Bad day for UK banks
Shares in Bradford & Bingley (B&B), Britain’s biggest buy-to-let mortgage lender, fell more than 30 percent this morning after it revealed profits down from £107 million to minus £8 million in the first four months of 2008. CEO Steven Crawshaw resigned in advance, citing serious heart problems.
The company blamed “difficult market conditions,” with people more than three months behind on their payments rising from 1.63 to 2.16 percent of its portfolio, and more likely to default as the economic slowdown takes hold, plus £15 million lost to organised frauds.

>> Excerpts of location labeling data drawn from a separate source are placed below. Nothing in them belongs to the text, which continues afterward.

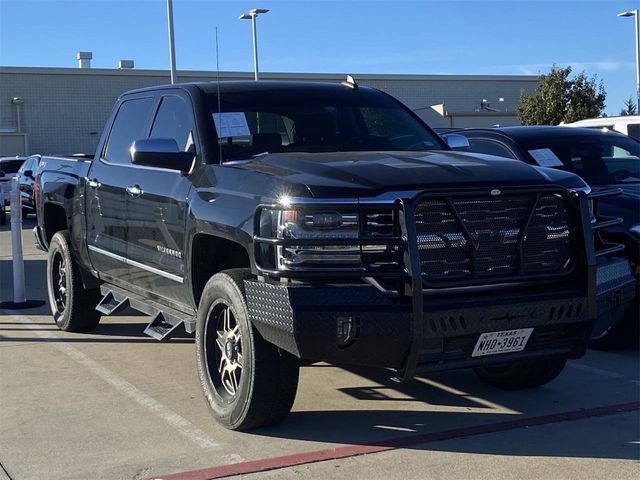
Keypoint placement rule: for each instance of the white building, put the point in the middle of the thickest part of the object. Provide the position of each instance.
(63, 110)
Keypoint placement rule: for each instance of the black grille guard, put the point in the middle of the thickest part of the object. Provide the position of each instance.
(411, 271)
(407, 239)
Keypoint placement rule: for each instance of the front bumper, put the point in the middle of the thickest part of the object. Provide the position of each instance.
(356, 324)
(617, 289)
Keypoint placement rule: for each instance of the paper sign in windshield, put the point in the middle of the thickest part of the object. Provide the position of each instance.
(545, 157)
(231, 124)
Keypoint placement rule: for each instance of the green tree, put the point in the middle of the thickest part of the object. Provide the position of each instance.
(630, 108)
(559, 98)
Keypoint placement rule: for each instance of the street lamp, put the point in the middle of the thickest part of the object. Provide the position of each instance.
(251, 15)
(172, 43)
(634, 13)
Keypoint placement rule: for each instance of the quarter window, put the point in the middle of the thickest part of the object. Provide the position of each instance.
(490, 147)
(173, 121)
(129, 125)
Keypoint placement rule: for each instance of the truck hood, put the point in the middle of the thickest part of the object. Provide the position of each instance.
(626, 205)
(369, 173)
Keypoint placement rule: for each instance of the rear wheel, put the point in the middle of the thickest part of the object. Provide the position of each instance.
(247, 381)
(522, 374)
(72, 305)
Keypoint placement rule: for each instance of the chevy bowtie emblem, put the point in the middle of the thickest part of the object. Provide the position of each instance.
(508, 317)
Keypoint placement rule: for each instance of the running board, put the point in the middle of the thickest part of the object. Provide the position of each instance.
(165, 320)
(110, 304)
(162, 326)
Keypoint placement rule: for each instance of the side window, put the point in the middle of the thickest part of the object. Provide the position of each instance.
(27, 165)
(633, 130)
(129, 125)
(490, 147)
(174, 121)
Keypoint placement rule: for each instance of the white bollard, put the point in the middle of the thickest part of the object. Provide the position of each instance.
(19, 295)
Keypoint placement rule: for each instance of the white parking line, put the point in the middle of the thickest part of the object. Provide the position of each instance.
(600, 371)
(178, 422)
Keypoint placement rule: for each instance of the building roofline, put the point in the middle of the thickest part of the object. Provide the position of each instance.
(265, 75)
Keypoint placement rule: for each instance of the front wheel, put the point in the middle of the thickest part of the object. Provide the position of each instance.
(72, 305)
(522, 374)
(247, 381)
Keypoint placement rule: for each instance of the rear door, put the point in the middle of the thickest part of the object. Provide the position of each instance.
(157, 210)
(106, 182)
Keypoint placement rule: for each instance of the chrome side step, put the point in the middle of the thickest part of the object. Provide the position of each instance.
(165, 322)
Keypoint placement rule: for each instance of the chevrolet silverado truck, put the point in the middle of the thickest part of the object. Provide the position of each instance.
(281, 221)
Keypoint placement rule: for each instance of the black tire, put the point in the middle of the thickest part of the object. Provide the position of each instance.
(247, 382)
(624, 333)
(72, 305)
(523, 374)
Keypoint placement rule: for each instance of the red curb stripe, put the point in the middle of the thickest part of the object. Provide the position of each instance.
(273, 463)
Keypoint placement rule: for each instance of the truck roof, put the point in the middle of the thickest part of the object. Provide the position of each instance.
(237, 86)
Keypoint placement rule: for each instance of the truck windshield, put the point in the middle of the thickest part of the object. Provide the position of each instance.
(599, 160)
(247, 127)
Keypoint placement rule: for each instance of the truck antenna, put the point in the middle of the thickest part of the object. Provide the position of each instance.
(218, 95)
(350, 82)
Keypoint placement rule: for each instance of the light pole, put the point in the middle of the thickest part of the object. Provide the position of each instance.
(172, 44)
(251, 15)
(634, 13)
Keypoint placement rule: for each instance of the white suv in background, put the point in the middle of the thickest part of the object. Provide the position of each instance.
(628, 124)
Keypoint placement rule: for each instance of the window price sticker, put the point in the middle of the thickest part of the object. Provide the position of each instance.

The “difficult market conditions” are the precipitous decline in mortgage approvals, reported by the Bank of England down from 63,000 in March to 58,000 in April, a record new low since records began in 1999.
B&B also confirmed that the private equity buyout firm Texas Pacific Group, one of the world’s biggest, is to invest £179 million in exchange for a 23 per cent stake in the group. This alongside an increased rights issue to existing City shareholders at 55p per share, down from the 82p of the original issue.
Further bad news came when the Office of Fair Trading (OFT) reported raids on the Royal Bank of Scotland and Barclays for possible price-fixing in loans made to law and accountancy firms. The OFT said the investigation was in its early stages and the focus was narrowly limited to two parties.
Last month, Bank of England Governor Mervyn King warned that the decade of strong growth and low inflation was over, predicting “a squeeze on real take-home pay, which will slow consumer spending and output growth, perhaps sharply.” In sum, a recession.
It is not, perhaps, remarkable that the star performers during the housing price boom of the last decade should be the first to bite the dust now that the bubble is deflating.